3 Ways to Manage Your Website Content
There are 3 common kinds of systems website owners use to manage the content on their sites. Some are more powerful and more flexible, but also require more effort to setup and maintain. Which system is right for you depends on what kind of web site you need.
- Manually upload HTML files. This is the simplest, and the most limited way to manage your website content.
- Use blog software. This lets you publish large amounts of up-to-date content, and it provides some powerful ways to organize your content and market your website to users.
- Use a content-management system. With a CMS, your website can blow you away. Add in some custom programming, and you can do almost anything you can imagine.
There is a disadvantage to all this power, however. It’s like the difference between riding a bicycle, driving a car, and flying an airplane. A plane will get you a lot farther, a lot faster, but there’s a lot more that can go wrong.
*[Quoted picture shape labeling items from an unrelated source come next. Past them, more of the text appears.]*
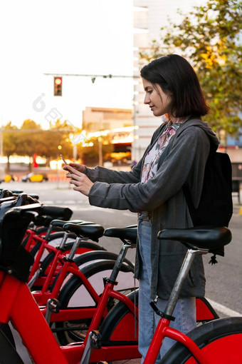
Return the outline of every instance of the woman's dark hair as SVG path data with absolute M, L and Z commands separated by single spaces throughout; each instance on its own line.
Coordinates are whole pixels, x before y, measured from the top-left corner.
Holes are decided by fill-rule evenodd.
M 140 76 L 171 95 L 172 116 L 206 115 L 209 111 L 197 76 L 183 57 L 168 54 L 154 59 L 142 68 Z

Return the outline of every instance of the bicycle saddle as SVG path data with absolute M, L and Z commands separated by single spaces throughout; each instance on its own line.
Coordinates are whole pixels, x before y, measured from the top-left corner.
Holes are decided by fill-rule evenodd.
M 80 238 L 89 238 L 94 241 L 98 241 L 99 238 L 103 236 L 104 228 L 101 225 L 79 225 L 66 223 L 63 228 L 67 231 L 75 233 Z
M 226 227 L 197 227 L 185 229 L 164 229 L 159 231 L 158 239 L 180 241 L 192 249 L 209 249 L 212 252 L 228 244 L 232 239 L 231 231 Z
M 11 196 L 10 191 L 7 188 L 4 188 L 1 191 L 0 193 L 0 198 L 4 198 L 4 197 L 9 197 Z
M 105 231 L 103 235 L 110 238 L 128 240 L 132 244 L 135 244 L 137 236 L 137 225 L 132 225 L 126 228 L 108 228 Z

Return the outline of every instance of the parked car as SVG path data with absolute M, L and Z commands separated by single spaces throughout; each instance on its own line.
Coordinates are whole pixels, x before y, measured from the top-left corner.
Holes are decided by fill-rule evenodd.
M 43 181 L 48 181 L 48 179 L 46 174 L 34 174 L 31 172 L 22 177 L 22 182 L 43 182 Z

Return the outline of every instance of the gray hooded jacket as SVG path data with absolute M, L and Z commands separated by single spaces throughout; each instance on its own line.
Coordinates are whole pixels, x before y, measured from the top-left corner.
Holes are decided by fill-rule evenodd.
M 162 133 L 162 124 L 154 133 L 143 157 L 130 172 L 102 167 L 87 168 L 86 174 L 95 182 L 89 193 L 90 205 L 132 212 L 149 211 L 152 216 L 151 298 L 157 295 L 167 299 L 182 264 L 187 248 L 181 243 L 159 241 L 157 233 L 169 228 L 191 227 L 192 221 L 183 193 L 186 183 L 194 206 L 199 203 L 206 162 L 211 143 L 219 143 L 206 123 L 191 117 L 171 138 L 159 158 L 155 176 L 141 183 L 144 156 Z M 135 276 L 139 278 L 140 257 L 137 249 Z M 205 277 L 201 256 L 196 256 L 181 296 L 202 296 Z

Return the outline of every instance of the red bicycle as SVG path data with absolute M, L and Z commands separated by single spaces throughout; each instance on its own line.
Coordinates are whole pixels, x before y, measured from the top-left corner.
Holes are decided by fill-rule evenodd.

If you want cheap and reliable, and if a bike will get you where you want to go, then that’s the way to go. There’s also some overlap between the three. If I needed to get from New York to Tampa Bay, I could fly or I could drive. Flying will get me there much faster, but it’ll be more expensive, and you’ll have to deal with the TSA to boot. Which means of transportation you choose depends on the particular trip you want to take.
It’s the same way with these three ways of managing your web content. Each level overlaps into the others:
- Some businesses have extensive on-line article archives, which they publish using hand-coded HTML. Usually, you’d use a CMS to manage a collection of documents this large.
- I’ve even seen people provide Web 2.0 features like RSS feeds using hand-coded RSS! I’m just glad I don’t have to do that.
- And some users use their blog software as a CMS. They install plug-ins up the wazoo, even tweak the software with custom programming.
- Still others install a CMS just to put up a simple, 5-page website. They could have used manual HTML. But they chose the automated software, because they want the flexibility to rearrange it, extend it, or change the look and feel of it easily.
So there are no hard and fast rules. You have to use your own judgement to determine where you want to go and how fast you want to get there.